SHORT touchX,touchY;

void spistart(void)
{
    D_CS = 1;
    D_CLK = 1;
    D_DIN = 1;
}//end of spistart()

void ADS7843_write(unsigned char num)
{
    unsigned int count,mask,temp;
    int i;
    
    D_CLK = 0;
    mask = 0x80;

    for(count=0;count<8;count++)
    {
        temp = mask&num;
        if (temp == 0)    D_DIN = 0;
        else    D_DIN = 1;
        
        //D_DIN = temp>>(count);
        D_CLK = 0;
        
        for(i=0;i<5;i++)
        {
            Nop();
        }
  
        D_CLK = 1;
        for(i=0;i<5;i++)
        {
            Nop();
        }
        mask>>=1;
    }
}//end of ADS7843_write()


unsigned int ADS7843_read(void)
{
    unsigned int count;
    unsigned int num;
    int i;
    
    num = 0;
    for(count=0;count<12;count++)
    {    
        num<<=1;
        D_CLK = 1;
        for(i=0;i<5;i++)
        {
            Nop();
        }

        D_CLK = 0;
        for(i=0;i<5;i++)
        {
            Nop();
        }

        if(D_DOUT) num++;
     }
    return(num);
}//end of ADS7843_read()



void TouchInit(void)
{
    //Port Init
    D_CLK_TRIS = 0;
    D_CS_TRIS = 0;
    D_DIN_TRIS = 0;
    D_DOUT_TRIS = 1;
    D_IRQ_TRIS = 1;

    spistart();

}

void TouchGetXY(void)
{
    int i,count,x_set,y_set;
    int TP_X,TP_Y;    

    count =0;
    x_set = 0;
    y_set = 0;

    while(count<8)
    {
        //PORTAbits.RA1 = 1;
        //Delay1KTCYx(4);    //2ms delay (8MHz clk)

        D_CS = 0;
        ADS7843_write(0xd4);

        D_CLK = 1;
        for(i=0;i<5;i++)
        {
            Nop();
        }

        D_CLK = 0;
        for(i=0;i<5;i++)
        {
            Nop();
        }

        y_set = y_set + ADS7843_read();
        count++;
    }
    
    count = 0;
    while(count<16)
    {

        ADS7843_write(0x94);
    
        D_CLK = 1;
        for(i=0;i<5;i++)
        {
            Nop();
        }

        D_CLK = 0;
        for(i=0;i<5;i++)
        {
            Nop();
        }

        x_set = x_set + ADS7843_read();

        
        count++;
    }
    D_CS = 1;
    TP_X = x_set/16;
    TP_Y = y_set/8;

    touchX = .0925*TP_X-.0040*TP_Y-31.1315;    //X-coordinate
    touchY = .0006*TP_X+.0661*TP_Y-19.5759;        //Y-coordinate
}

SHORT TouchGetX(void)
{
    int x;
    x = touchX;
    return(x);
}

SHORT TouchGetY(void)
{
    int y;
    y = touchY;
    return(y);
}

int TouchIRQ(void)
{
    int temp;
    temp = D_IRQ;
    return(temp);
}

Those functions will interact with Microchip’s TouchGetMsg(), and only needs ads7843touchscreen.h included in the main .c file source.

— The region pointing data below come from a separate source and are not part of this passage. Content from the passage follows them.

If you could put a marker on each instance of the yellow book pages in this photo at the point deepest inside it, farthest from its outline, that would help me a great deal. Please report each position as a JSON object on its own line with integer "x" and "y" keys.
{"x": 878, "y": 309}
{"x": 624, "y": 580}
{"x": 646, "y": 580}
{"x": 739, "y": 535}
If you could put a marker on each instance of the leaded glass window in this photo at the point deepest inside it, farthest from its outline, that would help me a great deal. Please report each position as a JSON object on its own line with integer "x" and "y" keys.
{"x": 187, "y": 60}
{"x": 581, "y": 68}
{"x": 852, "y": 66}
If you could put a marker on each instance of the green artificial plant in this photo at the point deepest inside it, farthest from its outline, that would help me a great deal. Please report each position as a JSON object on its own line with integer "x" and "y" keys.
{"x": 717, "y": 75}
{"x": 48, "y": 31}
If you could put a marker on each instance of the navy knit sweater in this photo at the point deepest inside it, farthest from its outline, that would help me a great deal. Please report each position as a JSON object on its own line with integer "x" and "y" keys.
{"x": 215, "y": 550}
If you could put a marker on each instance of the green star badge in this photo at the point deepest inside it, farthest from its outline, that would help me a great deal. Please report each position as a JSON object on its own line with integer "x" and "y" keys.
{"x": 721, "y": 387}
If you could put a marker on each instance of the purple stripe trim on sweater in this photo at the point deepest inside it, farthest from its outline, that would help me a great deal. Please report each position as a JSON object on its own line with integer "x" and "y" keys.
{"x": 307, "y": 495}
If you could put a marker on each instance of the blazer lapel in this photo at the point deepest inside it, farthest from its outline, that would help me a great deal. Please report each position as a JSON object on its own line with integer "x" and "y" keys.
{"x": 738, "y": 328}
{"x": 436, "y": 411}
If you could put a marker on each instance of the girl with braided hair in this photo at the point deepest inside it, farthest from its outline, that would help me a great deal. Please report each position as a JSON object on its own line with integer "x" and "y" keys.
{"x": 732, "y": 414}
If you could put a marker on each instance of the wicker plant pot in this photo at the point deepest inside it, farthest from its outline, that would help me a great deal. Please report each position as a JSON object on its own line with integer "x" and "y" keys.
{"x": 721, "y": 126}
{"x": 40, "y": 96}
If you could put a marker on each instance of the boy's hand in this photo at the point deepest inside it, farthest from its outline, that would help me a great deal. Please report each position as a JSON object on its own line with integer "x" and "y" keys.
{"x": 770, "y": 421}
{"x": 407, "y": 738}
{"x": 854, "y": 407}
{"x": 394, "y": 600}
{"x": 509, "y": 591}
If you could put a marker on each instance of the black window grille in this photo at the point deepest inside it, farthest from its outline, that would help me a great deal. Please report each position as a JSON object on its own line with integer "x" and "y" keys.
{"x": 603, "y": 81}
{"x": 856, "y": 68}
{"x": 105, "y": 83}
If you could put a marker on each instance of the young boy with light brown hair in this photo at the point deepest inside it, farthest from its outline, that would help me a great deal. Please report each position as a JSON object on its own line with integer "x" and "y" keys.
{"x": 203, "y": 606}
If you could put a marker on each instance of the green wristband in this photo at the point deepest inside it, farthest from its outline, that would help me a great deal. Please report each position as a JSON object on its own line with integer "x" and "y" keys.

6. Add required main() code

A little bit of code needs to be added to the main() while loop, which is shown more than once in a Microchip app note. Also a data structure, GOL_MSG msg, to relay events needs to be cast.

So hopefully your project is going. Adding and interacting with the widgets is pretty straight forward and documented in the help file (you should have been there already). I had several issues along the way, such as:

• The default font. Solution: use Font25 or Font35 and cast correctly.
• Start with the newest version 3 something, drastic changes were made and things didn’t work.
• While developing touch screen driver, the data wasn’t being transferred to the rest of the GOL, so the widgets wouldn’t draw as pushed. Solution: start new project completely with same drivers. ?????